Eating at an ethnic restaurant is the easiest way to experience a new culture in NYC so I tried my hardest to find something else to do with Savannah. I searched for Indonesian cultural events, checking the consulate website and Google. I also consulted Wikipedia to learn more about the Indonesian way of life, religion, etc. When all was said and done, we went to an Indonesian restaurant for the primary portion of our staycation, but I'm so happy to have learned about this culture and would love to share some ideas with you for creating your own Indonesian staycation whether you are in NYC or elsewhere.
Itinerary for an Indonesian Staycation in NYC:
- Gamelan Dharma Swara - The Music and Dance of Bali in New York City.
- They performed in NYC on May 20th so we just missed them, but I signed up for their mailing list to learn about future NYC events. Consult their website for June events in New Jersey.
- They have 7 minute song medley available. Click here to listen - It is certainly unique--atonal, percussive, flighty, hard to describe! As soon as I played the song for Savvy she pulled out her cymbals and whistle to play along. This could be Savannah's theme song for sure as she flitters about walking on her tiptoes, chatterboxing up a storm, smiling.
- Indonesian Restaurants in Manhattan: Only 2!
- Sanur in Chinatown, which offers an Indonesian and Malaysian menu. We ended up going here for a lingering ladies lunch which I'll write about in an upcoming post.
- Bali Nusa Indah in Hell's Kitchen. I want to try this place as well but I chose Sanur because available photos made it seem more casual. A photo of Bali Nusa Indah showed tables set with white tablecloths. I chose the grittier option so I could worry less about Savvy's behavior.
- Indonesian Food Bazaar, Queens
- According to a thread on Chowhound, the next elusive outdoor bazaar should be taking place on Sunday, June 17, 2012, where you can sample freshly prepared Indonesian foods cooked up in the parking lot of a Mosque in Astoria. It doesn't seem like formal event details are posted anywhere, so check this thread if you're interested in going on a fun food adventure. "Get there early," is the advice that keeps cropping up - food is often sold out by 1pm.
- There are also Indonesian restaurants in Elmhurst, Queens, that inspire lots of debate on foodie websites. Good luck deciding which one to try!
How to Create a Bali Staycation Anywhere:
- The Tea Collection blog was a great resource, where I learned for the first time how batik patterns were created on clothing -- hot wax is painted onto fabric, creating intricate designs exposed when the fabric is dyed a different color.

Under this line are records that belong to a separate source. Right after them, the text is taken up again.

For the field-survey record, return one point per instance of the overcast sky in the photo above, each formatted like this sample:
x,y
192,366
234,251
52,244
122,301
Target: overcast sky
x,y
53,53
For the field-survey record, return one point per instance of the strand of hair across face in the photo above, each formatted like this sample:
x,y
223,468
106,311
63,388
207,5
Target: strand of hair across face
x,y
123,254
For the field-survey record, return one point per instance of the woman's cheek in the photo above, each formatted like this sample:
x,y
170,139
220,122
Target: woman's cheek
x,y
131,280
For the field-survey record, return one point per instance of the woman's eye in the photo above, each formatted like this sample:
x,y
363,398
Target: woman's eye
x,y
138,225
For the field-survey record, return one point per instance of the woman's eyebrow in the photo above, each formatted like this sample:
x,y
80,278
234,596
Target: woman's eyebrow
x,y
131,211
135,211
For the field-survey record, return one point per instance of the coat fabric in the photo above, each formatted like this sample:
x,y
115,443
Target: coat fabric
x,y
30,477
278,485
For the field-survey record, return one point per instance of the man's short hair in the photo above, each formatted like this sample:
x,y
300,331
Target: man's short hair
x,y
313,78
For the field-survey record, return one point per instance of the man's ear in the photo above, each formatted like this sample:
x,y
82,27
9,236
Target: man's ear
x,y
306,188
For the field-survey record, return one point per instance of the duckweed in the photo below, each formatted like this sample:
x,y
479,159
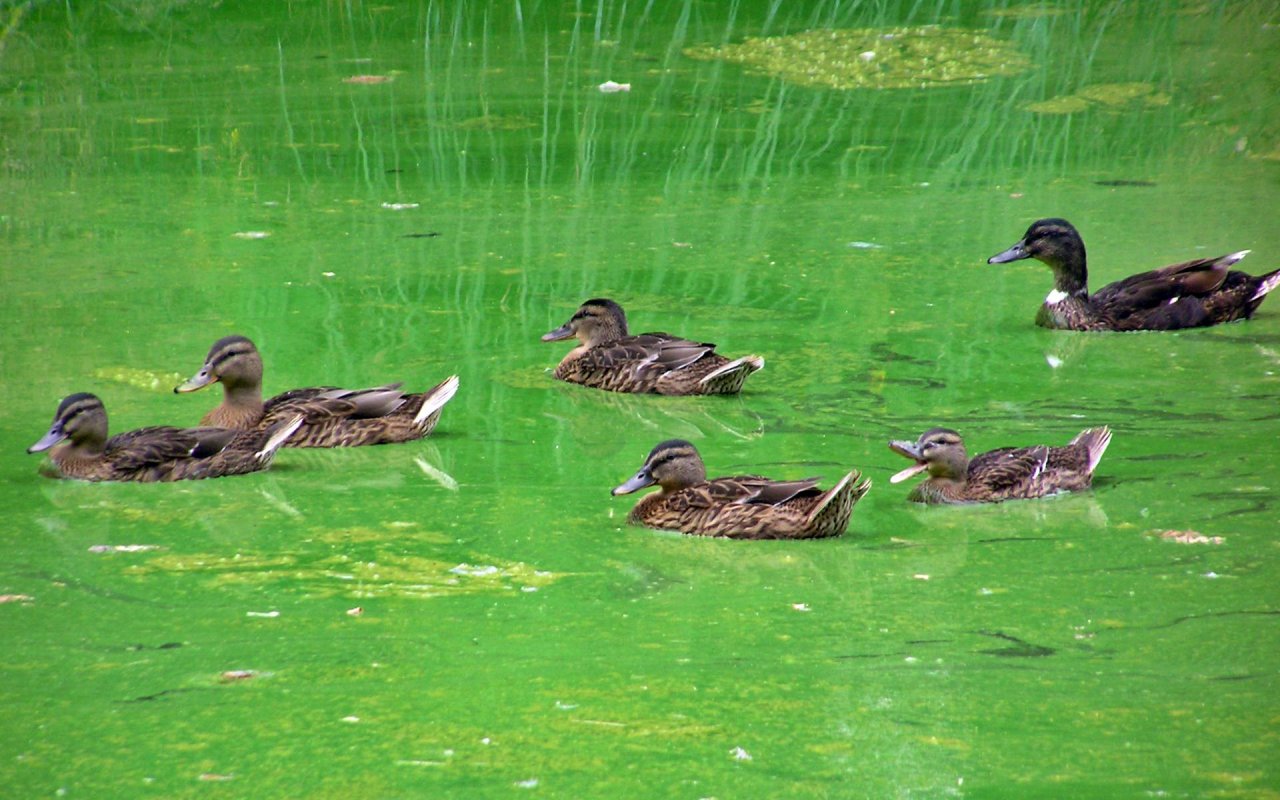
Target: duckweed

They even offer a simple tutorial about how to create your own batik using gel glue and acrylic paint on a white t-shirt.
- Shadow Puppets are popular in Indonesia. I vividly recall making shadow puppets in elementary school with posterboard, plastic straws, and pins. So fun! When Tea collection sends your package, they include an activity book pertaining to their current collection theme. The Bali book includes a DIY tiger shadow puppet.
- Be mindful of your rituals.
- When researching Indonesian culture, I learned that, while diverse (Indonesia includes 17,000 islands scattered across 3,000 miles!!), a resounding theme of ritualistic behavior at puberty, marriage, birth and death is an Indonesian universal.
- This concept made me look at our daily rituals in a mindful way - the act of Savvy and I saying goodbye to Rob with a kiss before he leaves for work, taking Savannah to Starbucks and getting her a treat, going to the playground and always using the swings first, always having the same bedtime routine for Savvy, etc. While these events are a minor part of our days, they are helping build the foundation of Savannah's early family memories.
And of course, there are plenty of people out there who have actually been to Bali or other parts of Indonesia. Sadly, I'm not one of them! But I've come across some great stories and photos:
Do you have any experience with Indonesia or Bali in particular? What would you suggest we do to simulate the culture's vibe here at home? Or should we just cancel our appointments, max out our credit cards and pack our bags for a month in Bali?
(Disclosure: I was not compensated for this post. Tea Collection provided items for review purposes only. All opinions are my own.)